Magnolia Oil & Gas Corp. announced its financial and operational results for the second quarter of 2020.

Q2 2020 Highlights:

  • Magnolia reported a second quarter 2020 net loss of $29.4 million and net loss attributable to Class A Common Stock of $18.3 million, or $0.11 per share. Second quarter 2020 total adjusted loss was $14.0 million, or $0.08 per share.
  • Second quarter 2020 production averaged 64.1 thousand barrels of oil equivalent per day ("Mboe/d") and toward the higher end of our guidance range. Oil production averaged 33.9 thousand barrels per day ("Mbbl/d") or 53 percent of total volumes. Magnolia did not complete any operated wells during the second quarter and production shut-ins were in line with earlier guidance of less than 5 percent of our May 2020 operated volumes.
  • Production from Giddings(1) averaged 23.3 Mboe/d in the second quarter 2020, with oil production representing 6.4 Mbbl/d. Oil production at Giddings during the quarter was flat compared to first quarter levels despite having not brought any new wells on line since February, demonstrating the lower production decline rate from this asset.
  • Magnolia currently has 14 wells producing in our initial core development area. The 30, 90, and 180-day production rates have averaged 1,534, 1,557, and 1,374 barrels of oil equivalent per day ("boe/d"), respectively (~50% oil on a two-stream basis).
  • Adjusted EBITDAX during the second quarter of 2020 was $40.2 million. Drilling and Completion costs ("D&C") for the quarter were $27.3 million. Magnolia continues to target D&C spending during 2020 of approximately 60 percent of adjusted EBITDAX.
  • Total adjusted cash costs(2) declined 18 percent sequentially to $8.50 per boe in the second quarter 2020 compared to $10.37 per boe in the first quarter 2020. We remain on track to achieve approximately $55 million of savings in our 2020 total cash costs as guided earlier this year.
  • Magnolia ended the quarter with approximately $116.9 million of cash on its balance sheet and remains undrawn on its $450 million revolving credit facility. The Company has no debt maturities until 2026 and has no plans to increase its debt levels.

CEO Steve Chazen said: “Despite one of the most challenging macro environments ever experienced by the industry, Magnolia successfully managed through the recent period of severe weakness in product prices. This was due to our low levels of debt and our high quality, capital efficient assets.

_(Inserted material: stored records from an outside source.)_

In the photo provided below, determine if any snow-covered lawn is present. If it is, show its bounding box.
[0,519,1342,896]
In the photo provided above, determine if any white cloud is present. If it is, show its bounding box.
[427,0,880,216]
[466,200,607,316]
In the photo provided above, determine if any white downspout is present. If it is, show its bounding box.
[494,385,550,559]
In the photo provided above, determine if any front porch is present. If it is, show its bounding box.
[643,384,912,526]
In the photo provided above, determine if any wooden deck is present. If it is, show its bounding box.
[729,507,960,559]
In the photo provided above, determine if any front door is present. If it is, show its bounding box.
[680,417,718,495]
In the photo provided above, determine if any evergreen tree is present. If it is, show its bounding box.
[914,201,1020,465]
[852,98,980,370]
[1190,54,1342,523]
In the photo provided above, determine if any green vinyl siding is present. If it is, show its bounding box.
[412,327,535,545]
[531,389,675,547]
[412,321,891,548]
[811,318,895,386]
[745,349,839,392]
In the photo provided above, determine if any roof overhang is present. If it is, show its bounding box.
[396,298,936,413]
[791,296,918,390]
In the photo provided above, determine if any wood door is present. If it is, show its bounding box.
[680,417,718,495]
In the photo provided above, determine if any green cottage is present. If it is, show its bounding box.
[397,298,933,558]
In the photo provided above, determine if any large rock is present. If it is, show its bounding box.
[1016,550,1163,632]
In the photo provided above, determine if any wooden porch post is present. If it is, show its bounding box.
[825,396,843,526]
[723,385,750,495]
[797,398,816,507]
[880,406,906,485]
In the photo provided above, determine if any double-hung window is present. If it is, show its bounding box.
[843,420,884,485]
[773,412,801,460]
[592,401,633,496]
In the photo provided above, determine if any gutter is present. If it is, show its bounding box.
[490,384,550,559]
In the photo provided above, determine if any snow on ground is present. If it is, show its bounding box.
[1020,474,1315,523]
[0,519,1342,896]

Our business model continues to prioritize low financial leverage and disciplined capital spending, providing consistent free cash flow generation. Our focused business has allowed us to reduce our overhead and operating expenses to the current environment and we expect to make further progress.

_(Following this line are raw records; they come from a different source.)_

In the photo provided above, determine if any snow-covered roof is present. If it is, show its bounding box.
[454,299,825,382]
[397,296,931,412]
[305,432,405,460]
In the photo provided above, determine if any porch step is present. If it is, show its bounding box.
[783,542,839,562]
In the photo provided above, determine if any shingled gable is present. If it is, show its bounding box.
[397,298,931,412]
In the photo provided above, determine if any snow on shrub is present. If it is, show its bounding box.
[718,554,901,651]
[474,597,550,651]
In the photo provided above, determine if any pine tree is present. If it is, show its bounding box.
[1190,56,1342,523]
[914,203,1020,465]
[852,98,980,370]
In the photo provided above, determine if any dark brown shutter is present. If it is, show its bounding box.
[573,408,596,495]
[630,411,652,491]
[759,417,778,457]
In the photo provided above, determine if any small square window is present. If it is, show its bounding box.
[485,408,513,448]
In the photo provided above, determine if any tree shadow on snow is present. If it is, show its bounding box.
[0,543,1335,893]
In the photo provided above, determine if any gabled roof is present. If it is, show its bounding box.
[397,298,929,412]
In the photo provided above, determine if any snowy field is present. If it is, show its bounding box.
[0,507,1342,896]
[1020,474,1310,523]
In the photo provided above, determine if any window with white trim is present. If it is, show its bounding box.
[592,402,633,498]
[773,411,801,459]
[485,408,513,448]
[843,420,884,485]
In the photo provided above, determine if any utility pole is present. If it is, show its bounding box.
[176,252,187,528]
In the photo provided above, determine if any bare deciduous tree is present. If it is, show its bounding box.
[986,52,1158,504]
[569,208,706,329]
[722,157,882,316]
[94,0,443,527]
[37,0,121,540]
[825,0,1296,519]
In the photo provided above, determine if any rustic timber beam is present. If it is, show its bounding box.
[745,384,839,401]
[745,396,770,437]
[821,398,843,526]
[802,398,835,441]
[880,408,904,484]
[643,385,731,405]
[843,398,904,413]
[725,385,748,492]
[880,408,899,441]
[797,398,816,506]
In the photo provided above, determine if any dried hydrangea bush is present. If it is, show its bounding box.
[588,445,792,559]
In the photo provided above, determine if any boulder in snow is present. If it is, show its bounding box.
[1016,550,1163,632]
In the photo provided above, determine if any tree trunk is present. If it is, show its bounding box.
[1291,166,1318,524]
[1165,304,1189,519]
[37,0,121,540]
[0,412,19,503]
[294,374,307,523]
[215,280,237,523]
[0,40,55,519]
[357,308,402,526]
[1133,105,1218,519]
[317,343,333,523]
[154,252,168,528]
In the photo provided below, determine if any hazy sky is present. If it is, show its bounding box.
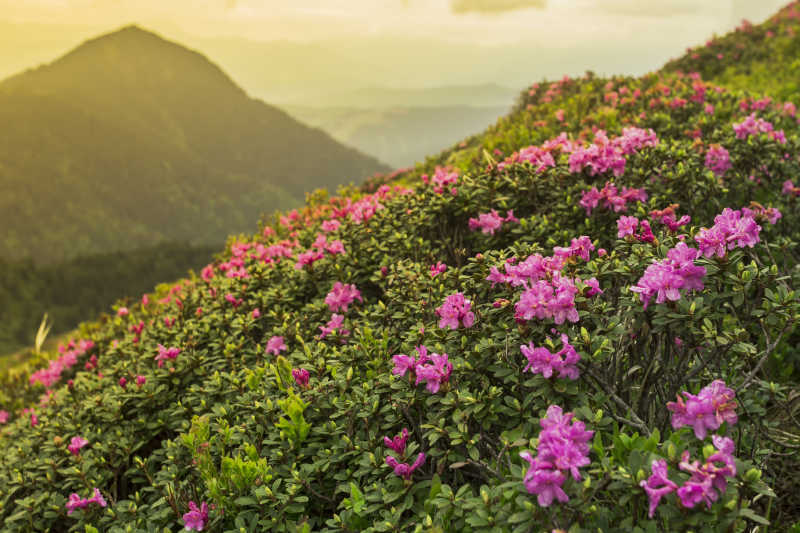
[0,0,786,103]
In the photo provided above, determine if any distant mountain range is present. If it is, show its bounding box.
[282,105,513,167]
[0,26,388,262]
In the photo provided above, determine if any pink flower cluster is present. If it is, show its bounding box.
[569,128,658,177]
[67,437,89,457]
[705,144,732,177]
[292,368,311,389]
[325,281,364,311]
[733,113,773,139]
[66,489,107,515]
[392,345,453,394]
[519,334,581,380]
[421,166,458,194]
[183,501,208,531]
[469,209,519,235]
[28,340,94,387]
[694,207,761,257]
[264,335,286,355]
[617,216,656,242]
[497,143,556,173]
[430,261,447,278]
[631,242,706,309]
[639,435,736,518]
[383,428,425,481]
[386,452,425,481]
[156,344,181,368]
[514,275,578,324]
[436,292,475,329]
[578,181,647,216]
[650,204,692,233]
[319,313,350,339]
[781,180,800,196]
[667,379,738,439]
[519,405,594,507]
[383,428,408,457]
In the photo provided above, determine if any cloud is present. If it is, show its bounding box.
[450,0,547,15]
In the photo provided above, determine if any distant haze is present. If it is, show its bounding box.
[0,0,785,106]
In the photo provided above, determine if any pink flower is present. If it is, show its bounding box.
[436,292,475,329]
[156,344,181,368]
[695,207,761,257]
[66,488,107,516]
[639,459,678,518]
[469,209,503,235]
[294,250,325,270]
[520,405,594,507]
[414,353,453,394]
[430,261,447,278]
[383,428,408,457]
[386,453,425,481]
[520,334,581,380]
[292,368,310,389]
[617,216,639,239]
[183,501,208,531]
[67,437,89,456]
[519,452,569,507]
[631,242,706,309]
[667,380,738,439]
[706,144,732,177]
[322,219,342,232]
[325,281,364,311]
[265,335,286,355]
[319,313,350,339]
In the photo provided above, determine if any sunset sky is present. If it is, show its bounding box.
[0,0,785,101]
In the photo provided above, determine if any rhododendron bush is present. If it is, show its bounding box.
[0,9,800,532]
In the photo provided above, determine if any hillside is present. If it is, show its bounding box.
[664,2,800,101]
[0,26,386,262]
[0,2,800,533]
[281,105,511,168]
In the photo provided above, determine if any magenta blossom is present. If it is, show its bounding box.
[156,344,181,368]
[325,281,364,311]
[520,405,594,507]
[183,501,208,531]
[414,353,453,394]
[292,368,310,389]
[430,261,447,278]
[265,335,286,355]
[617,216,639,239]
[631,242,706,309]
[706,144,732,177]
[436,292,475,329]
[667,379,738,439]
[386,453,425,481]
[639,459,678,518]
[383,428,408,457]
[67,437,89,456]
[694,207,764,257]
[319,313,350,339]
[66,489,107,516]
[519,452,569,507]
[520,334,581,380]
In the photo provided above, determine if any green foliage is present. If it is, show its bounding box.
[0,26,386,264]
[0,5,800,533]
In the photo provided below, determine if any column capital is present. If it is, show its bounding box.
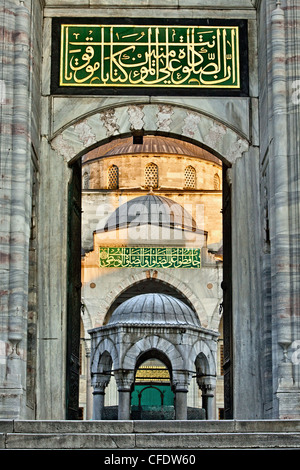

“All of our assets have outperformed our expectations. We continue to advance our understanding and operating capabilities at Giddings, as evidenced by the per well 6-month production results averaging approximately 120,000 barrels of oil and 750,000 Mcf of natural gas. Positive drilling results at Giddings combined with the recent improvement and stability in product prices, should allow for further drilling in our core area. We plan to begin completing the Giddings DUCs in the latter part of the third quarter. Our pace of activity continues to be guided by commodity prices and free cash flow generation.

“Our objectives remain the same, with the level of spending for the year to be around 60 percent of our adjusted EBITDAX. At current product prices, we would expect to return to profitability and our cash levels to build through the remainder of the year.”

Ops Update

Second quarter total company production averaged 64.1 Mboe/d, with oil production representing 53 percent of our volumes. Production from the Karnes area and from Giddings and Other averaged 40.8 Mboe/d and 23.3 Mboe/d, respectively, during the second quarter 2020. Despite not bringing any new wells on line during the second quarter, Giddings and Other production volumes were approximately flat with the 23.9 Mboe/d produced in the first quarter of 2020. Giddings oil production was 6.4 Mbbl/d and similar with first quarter levels of 6.5 Mbbl/d.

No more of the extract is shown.